Zamach stanu w Egipcie w cieniu tenisa. Armia czekała na koniec meczu Janowicz-Kubot

Egipt wstrzymał oddech.

Polski tenis ma fanów w bardzo nietypowych kręgach. Jak donosi brytyjski „Guardian”, egipscy wojskowi opóźnili zamach stanu i odsunięcie od władzy Mohammeda Mursiego, żeby obejrzeć do końca ćwierćfinał Wimbledonu, w którym zmierzyli się Łukasz Kubot oraz Jerzy Janowicz.

– Zamach stanu, zamachem stanu, ale dwóch Polaków w ćwierćfinale turnieju wielkoszlemowego może się już nie powtórzyć – powiedział w telewizyjnym wystąpieniu gen. Abdul Fattah Sisi, głównodowodzący egipskich sił zbrojnych, przepraszając rodaków za kilkudziesięciominutową zwłokę.

Była to jednak tylko wojskowa galanteria. Wraz z siłami zbrojnymi rozstrzygnięty w trzech setach pojedynek śledziło na najważniejszych placach Kairu nawet kilkaset tysięcy ludzi.

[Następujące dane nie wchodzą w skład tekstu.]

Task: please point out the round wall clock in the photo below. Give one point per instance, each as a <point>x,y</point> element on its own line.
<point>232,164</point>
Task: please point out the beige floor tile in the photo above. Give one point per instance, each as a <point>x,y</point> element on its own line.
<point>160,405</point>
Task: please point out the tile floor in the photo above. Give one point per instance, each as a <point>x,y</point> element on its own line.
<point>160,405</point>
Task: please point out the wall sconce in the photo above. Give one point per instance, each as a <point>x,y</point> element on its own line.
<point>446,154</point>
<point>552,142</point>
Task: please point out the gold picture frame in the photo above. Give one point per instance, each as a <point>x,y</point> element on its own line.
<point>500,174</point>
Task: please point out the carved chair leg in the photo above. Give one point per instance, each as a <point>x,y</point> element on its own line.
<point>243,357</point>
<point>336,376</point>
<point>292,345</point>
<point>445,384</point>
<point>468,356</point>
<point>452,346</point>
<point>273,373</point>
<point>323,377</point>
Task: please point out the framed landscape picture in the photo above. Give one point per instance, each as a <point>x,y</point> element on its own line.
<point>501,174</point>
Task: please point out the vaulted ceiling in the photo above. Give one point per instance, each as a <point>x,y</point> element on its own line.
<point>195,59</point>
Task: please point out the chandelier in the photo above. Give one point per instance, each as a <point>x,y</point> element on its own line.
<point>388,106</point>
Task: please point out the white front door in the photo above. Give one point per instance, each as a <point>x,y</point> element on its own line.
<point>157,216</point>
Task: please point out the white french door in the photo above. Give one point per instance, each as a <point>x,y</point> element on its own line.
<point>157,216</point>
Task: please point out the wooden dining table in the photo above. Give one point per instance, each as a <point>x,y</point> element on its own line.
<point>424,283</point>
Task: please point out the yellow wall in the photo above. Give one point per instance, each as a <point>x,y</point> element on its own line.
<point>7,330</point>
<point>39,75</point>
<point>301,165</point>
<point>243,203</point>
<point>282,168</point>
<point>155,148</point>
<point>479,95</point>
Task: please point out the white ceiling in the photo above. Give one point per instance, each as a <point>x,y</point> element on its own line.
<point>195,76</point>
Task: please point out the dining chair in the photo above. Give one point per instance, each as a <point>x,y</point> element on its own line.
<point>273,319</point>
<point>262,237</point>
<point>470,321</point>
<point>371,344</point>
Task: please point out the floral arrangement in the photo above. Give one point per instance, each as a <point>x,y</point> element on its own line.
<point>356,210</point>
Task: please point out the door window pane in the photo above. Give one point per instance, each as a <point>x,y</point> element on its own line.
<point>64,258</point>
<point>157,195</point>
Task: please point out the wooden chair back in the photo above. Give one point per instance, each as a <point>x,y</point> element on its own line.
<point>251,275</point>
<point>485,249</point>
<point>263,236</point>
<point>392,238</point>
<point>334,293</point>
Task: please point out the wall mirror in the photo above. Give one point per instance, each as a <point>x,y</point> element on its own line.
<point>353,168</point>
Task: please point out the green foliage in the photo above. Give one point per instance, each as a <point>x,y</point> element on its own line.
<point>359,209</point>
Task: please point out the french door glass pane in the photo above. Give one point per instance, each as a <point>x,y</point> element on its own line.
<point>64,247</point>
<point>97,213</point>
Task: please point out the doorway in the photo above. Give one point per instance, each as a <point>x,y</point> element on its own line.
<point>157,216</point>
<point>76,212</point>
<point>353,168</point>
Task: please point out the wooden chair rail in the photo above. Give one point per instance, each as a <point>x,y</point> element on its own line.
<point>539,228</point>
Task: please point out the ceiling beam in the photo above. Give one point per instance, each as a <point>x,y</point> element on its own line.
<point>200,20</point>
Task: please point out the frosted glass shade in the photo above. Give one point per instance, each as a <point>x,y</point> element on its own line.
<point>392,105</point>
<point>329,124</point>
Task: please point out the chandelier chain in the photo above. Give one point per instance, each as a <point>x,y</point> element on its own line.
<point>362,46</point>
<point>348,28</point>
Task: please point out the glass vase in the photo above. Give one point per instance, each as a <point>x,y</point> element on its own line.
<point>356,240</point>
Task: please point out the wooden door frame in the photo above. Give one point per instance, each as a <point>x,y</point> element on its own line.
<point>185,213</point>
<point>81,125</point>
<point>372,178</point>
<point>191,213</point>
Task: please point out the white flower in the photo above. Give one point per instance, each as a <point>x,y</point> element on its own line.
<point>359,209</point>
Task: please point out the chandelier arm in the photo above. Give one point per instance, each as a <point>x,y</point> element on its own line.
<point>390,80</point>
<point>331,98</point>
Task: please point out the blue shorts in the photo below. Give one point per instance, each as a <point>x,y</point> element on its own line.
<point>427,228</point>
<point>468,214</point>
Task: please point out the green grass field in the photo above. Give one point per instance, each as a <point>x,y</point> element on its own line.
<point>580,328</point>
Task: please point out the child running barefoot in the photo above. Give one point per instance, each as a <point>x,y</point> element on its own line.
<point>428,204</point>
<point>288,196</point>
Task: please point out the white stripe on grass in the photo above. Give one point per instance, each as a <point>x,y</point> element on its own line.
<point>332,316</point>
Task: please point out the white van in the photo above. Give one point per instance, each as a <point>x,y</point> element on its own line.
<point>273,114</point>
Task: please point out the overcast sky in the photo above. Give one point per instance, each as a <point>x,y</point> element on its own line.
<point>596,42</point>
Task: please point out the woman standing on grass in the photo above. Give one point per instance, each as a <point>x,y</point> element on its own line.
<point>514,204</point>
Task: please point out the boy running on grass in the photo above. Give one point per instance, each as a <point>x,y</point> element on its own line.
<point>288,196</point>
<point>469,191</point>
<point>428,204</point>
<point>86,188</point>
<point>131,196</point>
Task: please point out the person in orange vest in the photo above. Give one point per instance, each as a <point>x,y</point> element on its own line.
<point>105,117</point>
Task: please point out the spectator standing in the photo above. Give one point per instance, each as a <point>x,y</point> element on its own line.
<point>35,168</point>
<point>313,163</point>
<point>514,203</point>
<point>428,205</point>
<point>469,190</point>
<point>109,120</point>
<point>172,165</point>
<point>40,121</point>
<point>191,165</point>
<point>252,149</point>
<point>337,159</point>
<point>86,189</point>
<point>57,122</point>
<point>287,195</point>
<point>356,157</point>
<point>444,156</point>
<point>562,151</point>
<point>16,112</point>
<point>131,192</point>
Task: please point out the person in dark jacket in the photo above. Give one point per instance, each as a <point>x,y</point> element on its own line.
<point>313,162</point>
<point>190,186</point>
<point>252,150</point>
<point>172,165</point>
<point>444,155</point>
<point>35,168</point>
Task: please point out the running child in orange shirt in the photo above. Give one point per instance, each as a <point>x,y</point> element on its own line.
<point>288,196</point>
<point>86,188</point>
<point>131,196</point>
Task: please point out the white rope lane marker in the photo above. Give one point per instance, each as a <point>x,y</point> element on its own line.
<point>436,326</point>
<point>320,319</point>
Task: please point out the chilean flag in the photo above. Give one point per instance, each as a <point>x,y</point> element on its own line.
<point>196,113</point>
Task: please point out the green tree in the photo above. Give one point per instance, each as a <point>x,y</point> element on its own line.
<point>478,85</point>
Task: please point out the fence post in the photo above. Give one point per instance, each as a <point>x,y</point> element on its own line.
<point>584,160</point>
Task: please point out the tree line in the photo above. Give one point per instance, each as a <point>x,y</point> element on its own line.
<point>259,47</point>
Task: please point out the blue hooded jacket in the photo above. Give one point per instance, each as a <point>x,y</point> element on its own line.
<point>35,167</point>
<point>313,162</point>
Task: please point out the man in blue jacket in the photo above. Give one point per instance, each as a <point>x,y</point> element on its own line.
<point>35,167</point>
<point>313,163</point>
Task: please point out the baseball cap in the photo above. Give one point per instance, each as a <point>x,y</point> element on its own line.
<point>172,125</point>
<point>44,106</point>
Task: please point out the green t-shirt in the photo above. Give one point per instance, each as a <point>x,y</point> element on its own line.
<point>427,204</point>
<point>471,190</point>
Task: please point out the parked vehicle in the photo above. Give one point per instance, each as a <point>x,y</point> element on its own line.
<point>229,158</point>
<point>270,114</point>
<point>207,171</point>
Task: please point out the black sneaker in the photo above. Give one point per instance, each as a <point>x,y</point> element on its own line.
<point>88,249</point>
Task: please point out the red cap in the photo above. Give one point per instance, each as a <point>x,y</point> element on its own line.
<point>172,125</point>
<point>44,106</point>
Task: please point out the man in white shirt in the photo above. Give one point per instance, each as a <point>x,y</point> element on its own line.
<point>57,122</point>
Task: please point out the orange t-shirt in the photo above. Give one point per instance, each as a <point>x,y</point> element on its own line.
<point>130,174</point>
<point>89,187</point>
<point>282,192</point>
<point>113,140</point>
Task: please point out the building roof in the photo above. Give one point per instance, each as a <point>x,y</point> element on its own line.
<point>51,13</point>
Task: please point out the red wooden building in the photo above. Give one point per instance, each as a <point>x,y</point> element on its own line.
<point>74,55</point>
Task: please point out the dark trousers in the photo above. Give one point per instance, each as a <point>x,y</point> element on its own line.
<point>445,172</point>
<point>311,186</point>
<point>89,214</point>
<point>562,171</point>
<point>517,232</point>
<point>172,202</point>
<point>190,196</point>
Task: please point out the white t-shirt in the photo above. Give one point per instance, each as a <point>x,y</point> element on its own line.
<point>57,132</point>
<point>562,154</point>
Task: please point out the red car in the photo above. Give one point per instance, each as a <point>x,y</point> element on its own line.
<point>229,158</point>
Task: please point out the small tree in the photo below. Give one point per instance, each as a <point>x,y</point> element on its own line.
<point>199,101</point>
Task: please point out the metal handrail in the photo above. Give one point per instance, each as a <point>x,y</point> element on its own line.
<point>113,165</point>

Podobne tłumy spodziewane są w piątek podczas meczu Janowicza z Andym Murrayem, bo którym nastąpi oficjalne zaprzysiężenie tymczasowego prezydenta Adliego Mahmuda.

(c) ASZdziennik 2011-2013. Wszystkie cytaty i wydarzenia zostały zmyślone

Fot. Chrissytweet/Twitter


2 Komentarze on “Zamach stanu w Egipcie w cieniu tenisa. Armia czekała na koniec meczu Janowicz-Kubot”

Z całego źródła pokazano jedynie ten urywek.